Do you find it difficult to let your employees work independently in their own way, as you fear that the outcomes will not be satisfactory? Does the idea of delegating important tasks to your subordinates sound like a nightmare, as you constantly think of them as underperformers? If the answer to one or both of these questions is ‘yes’, be careful! This means that you have micromanagement. And it could be a danger.
There is difference between being an over-detailed leader and overbearing boss. You might not realise that you have been suffocating your employees as you keep hovering over everything they do until they show signs of severe burnout. Micromanaging is one of the most dangerous habits typically demonstrated by perfectionist leaders. Founded on an exaggerated sense of worry, leaders with this trait tend to take control over their employees’ moves and want to be involved in any problem solving and decision making process.
No one wants to be controlled in every aspect of life, including your employees. If you dictate every step they have to take, this action might bring some effects. First, your staffs might lose their creativity and confidence so they become very dependent on you. Second, as employees are only humans who have their own will and autonomy, they might eventually feel overwhelmed and stressed because they are constantly imposed by the higher-up. Third, there could be an opposite effect as the more you want to control the employees, the more they want to break away and rebel. If this happens, there will be chaos in the team that will impact directly on your business stability.
Below, we share some reasons why micromanagement is a sign of poor leadership – and you should stop doing it:
You might think that micromanagement is an effective way to get closer to your subordinates and gain their trust.
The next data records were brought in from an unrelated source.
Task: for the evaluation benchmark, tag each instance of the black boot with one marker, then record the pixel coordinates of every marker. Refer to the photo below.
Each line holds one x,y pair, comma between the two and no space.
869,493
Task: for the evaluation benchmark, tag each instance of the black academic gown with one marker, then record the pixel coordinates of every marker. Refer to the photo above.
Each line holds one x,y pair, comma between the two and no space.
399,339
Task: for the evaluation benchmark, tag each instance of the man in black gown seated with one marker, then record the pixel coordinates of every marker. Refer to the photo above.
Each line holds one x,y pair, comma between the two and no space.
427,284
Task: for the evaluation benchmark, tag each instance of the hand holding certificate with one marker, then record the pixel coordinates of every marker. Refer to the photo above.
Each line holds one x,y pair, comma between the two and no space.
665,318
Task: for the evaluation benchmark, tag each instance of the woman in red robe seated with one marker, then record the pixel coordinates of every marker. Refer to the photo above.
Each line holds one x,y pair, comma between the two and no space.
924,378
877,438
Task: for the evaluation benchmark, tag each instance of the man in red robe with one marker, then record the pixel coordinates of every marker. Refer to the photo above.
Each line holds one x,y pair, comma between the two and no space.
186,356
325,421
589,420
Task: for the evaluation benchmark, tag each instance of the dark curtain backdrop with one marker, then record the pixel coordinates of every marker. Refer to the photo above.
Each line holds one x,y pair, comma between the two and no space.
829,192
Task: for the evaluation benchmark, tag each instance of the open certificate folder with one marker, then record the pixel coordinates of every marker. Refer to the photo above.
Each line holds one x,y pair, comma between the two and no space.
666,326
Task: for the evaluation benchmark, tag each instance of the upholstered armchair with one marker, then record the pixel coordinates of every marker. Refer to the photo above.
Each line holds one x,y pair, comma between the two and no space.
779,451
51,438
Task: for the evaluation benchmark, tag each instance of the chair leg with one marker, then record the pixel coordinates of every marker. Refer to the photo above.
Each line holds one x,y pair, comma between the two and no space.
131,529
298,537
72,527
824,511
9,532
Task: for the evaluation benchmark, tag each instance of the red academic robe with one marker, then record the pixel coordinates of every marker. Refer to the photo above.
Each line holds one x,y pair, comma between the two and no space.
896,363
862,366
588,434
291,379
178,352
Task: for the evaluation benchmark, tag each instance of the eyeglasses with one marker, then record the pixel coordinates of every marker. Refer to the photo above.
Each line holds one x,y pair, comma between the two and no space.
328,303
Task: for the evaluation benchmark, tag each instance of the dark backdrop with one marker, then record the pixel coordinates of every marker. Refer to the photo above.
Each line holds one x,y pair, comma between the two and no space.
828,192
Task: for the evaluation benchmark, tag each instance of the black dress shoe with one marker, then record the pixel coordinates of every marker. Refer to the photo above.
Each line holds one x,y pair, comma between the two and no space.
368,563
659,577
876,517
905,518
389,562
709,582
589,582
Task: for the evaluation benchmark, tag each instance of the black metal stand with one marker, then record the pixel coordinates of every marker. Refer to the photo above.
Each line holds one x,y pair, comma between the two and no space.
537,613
However, that is not always the case. Instead, micromanagement could destroy trust. When you are constantly correcting every single task they perform, your staffs will no longer see you as a manager, but an authoritarian boss. When you have lost their trust, it is just a matter of time that you will lose employees too.
When you give a task to an employee but unable to leave him alone as you worry that he will make fatal mistakes along the way, maybe the real problem lies in your poor communication skill. As you are unable to provide clear direction about the task, the employee gets confused, continuously makes mistakes, and fails. As you are unable to communicate your expectations well, the employee fails to perform the best and you feel the need to micromanage them.
There is no doubt that the habit of micromanagement robs employees’ autonomy as well as limiting their opportunities to reach their full competency. While in fact, a great leader should be able to see the hidden potential of an employee and let them shine. Therefore, when you micromanage, you might be constraining talented employees from reaching their self-growth.
Having emotional intelligence is one of the characteristics of a successful leader. They do not only have the ability to manage and identify their own emotions, but also empathise their employees’ emotions as well. Be it because arrogance, fear, or insecurity, being a micromanaging leader shows that you fail to control your own emotions and egos that eventually will affect the whole team.